The Decision – Setting an Open-Ended Standard

The Maui decision announced two circumstances under which an NPDES permit is required: when there is either (1) a “direct discharge” or (2) its “functional equivalent.” Writing for the Court, Justice Breyer identified seven nonexclusive factors, like transit time and distance traveled, “that may prove relevant” to determining whether a release is the functional equivalent of a discharge. Having announced this broad, loosely-defined test, the Court invited both EPA and the federal courts to provide guidance on how this test will be applied.

Emphasizing Maui’s Limits

EPA devotes the bulk of the draft memo to clarifying what the Maui decision did not do rather than elaborating on application of the functional equivalence test. The memo’s substantivae discussion first emphasizes that Maui did not obviate the need for an actual discharge—pollutants actually reaching surface waters—in order to trigger the CWA’s permitting requirement. Although this issue was not disputed in Maui, EPA explains that a release into groundwater near waters of the United States does not necessarily require an NPDES permit; it needs one only if pollutants reach jurisdictional waters in a manner that is the functional equivalent of a direct discharge. The draft memo similarly goes on to specify that Maui in no way altered the need for a “point source” to trigger the CWA’s permitting requirements.

Having articulated Maui’s limits, EPA explains that only a “subset of discharges … to groundwater that ultimately reach [jurisdictional waters]” will require NPDES permits under the functional equivalence test. In part, EPA rests this conclusion on the Supreme Court’s rejection of the Ninth Circuit’s broad “fairly traceable” standard for when a discharge occurs. EPA further suggests that there will likely be many instances when, due to the effects of time and distance traveled, a release through groundwater will not be a functional equivalent of a direct discharge. As a result, EPA anticipates that NPDES permits for releases through groundwater will “be a small percentage of the overall number of NPDES permits issued ….”

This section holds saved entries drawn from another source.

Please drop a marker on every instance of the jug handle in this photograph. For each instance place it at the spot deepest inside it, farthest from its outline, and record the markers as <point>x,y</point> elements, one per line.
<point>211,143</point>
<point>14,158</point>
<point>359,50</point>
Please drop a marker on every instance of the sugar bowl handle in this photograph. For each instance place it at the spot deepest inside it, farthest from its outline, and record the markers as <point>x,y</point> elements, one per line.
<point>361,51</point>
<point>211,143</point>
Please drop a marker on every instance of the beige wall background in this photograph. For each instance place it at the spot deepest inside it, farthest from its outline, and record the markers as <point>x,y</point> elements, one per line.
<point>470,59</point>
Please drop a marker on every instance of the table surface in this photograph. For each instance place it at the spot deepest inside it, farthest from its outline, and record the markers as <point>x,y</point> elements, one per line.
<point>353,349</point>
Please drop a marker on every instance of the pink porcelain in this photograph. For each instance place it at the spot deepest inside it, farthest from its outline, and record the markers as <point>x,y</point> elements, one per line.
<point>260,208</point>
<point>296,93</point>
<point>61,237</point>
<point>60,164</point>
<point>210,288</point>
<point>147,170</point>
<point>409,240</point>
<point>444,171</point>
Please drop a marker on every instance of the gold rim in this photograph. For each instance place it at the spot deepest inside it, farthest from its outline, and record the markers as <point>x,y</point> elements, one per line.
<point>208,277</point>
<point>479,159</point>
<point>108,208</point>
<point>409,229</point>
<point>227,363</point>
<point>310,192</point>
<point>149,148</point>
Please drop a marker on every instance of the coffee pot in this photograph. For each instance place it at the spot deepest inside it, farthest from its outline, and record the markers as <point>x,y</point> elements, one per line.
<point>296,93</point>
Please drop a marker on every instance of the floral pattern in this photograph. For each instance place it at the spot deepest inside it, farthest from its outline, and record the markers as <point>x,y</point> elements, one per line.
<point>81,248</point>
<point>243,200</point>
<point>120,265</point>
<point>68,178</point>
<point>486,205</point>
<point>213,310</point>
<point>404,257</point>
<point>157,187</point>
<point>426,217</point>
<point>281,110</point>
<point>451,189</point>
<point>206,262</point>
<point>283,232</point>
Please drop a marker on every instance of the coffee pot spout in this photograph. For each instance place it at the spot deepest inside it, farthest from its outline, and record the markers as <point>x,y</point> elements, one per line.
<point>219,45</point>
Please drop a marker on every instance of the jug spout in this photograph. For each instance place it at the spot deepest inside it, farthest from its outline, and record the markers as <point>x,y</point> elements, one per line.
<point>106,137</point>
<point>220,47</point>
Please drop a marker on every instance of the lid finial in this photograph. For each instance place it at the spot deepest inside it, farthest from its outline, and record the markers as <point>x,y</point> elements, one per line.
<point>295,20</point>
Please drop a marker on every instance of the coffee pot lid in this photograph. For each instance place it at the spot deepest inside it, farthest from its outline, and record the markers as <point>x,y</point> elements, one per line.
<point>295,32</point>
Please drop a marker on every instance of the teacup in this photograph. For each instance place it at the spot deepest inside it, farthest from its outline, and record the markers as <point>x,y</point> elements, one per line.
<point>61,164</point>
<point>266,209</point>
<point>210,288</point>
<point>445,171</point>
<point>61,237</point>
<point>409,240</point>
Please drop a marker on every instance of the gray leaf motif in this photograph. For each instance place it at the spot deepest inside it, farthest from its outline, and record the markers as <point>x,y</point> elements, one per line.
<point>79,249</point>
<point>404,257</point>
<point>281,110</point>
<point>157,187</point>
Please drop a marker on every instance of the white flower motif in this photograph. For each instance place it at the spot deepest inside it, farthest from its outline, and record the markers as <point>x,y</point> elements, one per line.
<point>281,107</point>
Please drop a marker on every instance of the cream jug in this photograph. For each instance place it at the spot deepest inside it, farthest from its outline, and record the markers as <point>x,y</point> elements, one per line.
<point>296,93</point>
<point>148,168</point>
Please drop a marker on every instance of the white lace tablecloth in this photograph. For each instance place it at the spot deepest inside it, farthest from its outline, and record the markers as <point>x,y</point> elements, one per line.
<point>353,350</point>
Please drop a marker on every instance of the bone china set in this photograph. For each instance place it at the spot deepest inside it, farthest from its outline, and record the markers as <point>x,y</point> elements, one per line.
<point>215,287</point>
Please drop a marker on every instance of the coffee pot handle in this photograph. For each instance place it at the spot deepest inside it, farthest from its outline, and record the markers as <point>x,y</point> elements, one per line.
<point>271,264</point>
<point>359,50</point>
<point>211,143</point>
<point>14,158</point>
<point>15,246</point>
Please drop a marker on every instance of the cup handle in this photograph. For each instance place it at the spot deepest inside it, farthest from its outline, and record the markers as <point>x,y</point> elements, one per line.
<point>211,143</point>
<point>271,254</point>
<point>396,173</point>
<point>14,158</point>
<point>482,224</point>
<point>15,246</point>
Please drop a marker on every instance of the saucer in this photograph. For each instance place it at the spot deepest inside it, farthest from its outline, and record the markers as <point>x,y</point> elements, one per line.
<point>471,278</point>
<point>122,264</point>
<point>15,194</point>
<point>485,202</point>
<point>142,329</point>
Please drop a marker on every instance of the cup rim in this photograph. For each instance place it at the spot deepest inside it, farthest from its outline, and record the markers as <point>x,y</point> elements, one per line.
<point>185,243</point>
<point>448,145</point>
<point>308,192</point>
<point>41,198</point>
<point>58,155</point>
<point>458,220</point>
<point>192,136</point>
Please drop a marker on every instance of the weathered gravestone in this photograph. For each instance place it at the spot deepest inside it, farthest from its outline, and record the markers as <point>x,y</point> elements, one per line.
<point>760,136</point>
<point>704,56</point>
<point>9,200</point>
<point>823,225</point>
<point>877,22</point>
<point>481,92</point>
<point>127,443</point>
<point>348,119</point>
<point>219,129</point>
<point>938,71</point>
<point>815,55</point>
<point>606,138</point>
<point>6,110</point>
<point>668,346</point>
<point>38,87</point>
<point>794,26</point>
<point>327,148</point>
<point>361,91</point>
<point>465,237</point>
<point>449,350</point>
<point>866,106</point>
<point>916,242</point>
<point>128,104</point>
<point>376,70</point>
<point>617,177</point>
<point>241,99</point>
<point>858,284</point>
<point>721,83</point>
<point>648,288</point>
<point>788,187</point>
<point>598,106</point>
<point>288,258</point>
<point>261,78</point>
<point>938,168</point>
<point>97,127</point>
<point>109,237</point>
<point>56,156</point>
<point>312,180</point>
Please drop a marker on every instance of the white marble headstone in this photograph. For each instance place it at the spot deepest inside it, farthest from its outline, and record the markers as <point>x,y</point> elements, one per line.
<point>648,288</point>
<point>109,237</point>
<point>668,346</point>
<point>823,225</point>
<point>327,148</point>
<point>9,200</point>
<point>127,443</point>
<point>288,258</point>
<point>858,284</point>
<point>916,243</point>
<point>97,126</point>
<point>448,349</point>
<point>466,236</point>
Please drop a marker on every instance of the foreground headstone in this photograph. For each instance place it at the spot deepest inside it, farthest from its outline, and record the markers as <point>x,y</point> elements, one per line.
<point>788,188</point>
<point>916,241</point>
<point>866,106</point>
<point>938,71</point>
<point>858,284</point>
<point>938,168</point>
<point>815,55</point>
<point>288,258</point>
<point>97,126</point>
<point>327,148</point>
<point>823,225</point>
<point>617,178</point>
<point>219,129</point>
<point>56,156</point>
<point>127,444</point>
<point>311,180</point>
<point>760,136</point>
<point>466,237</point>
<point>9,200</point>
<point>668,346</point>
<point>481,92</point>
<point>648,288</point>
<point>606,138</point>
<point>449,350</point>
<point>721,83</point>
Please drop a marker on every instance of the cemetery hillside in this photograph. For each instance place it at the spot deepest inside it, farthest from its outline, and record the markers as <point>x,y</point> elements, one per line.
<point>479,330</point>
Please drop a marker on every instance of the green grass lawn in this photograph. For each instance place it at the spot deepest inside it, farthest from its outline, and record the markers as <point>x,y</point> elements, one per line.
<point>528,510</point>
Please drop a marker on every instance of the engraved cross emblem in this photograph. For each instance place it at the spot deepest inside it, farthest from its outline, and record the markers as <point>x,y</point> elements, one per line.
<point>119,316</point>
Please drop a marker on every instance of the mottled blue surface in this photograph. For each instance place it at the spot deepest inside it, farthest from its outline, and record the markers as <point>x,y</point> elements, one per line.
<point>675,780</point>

System Design and Performance

Having staked out Maui’s limits, the draft memo proposes an eighth functional equivalence factor—the design and performance of the facility or system that is releasing pollutants. This new factor adds an entirely new component to Maui’s functional equivalent test. EPA explains that the “design and performance of a system or facility can affect or inform all seven factors identified in Maui.” The guidance notes specifically how certain systems, like settling ponds or green infrastructure, may slow transit time through groundwater or abate potential discharges to surface waters. These effects, in EPA’s view, make it less likely that these types of treatment or control structures will require NPDES permits.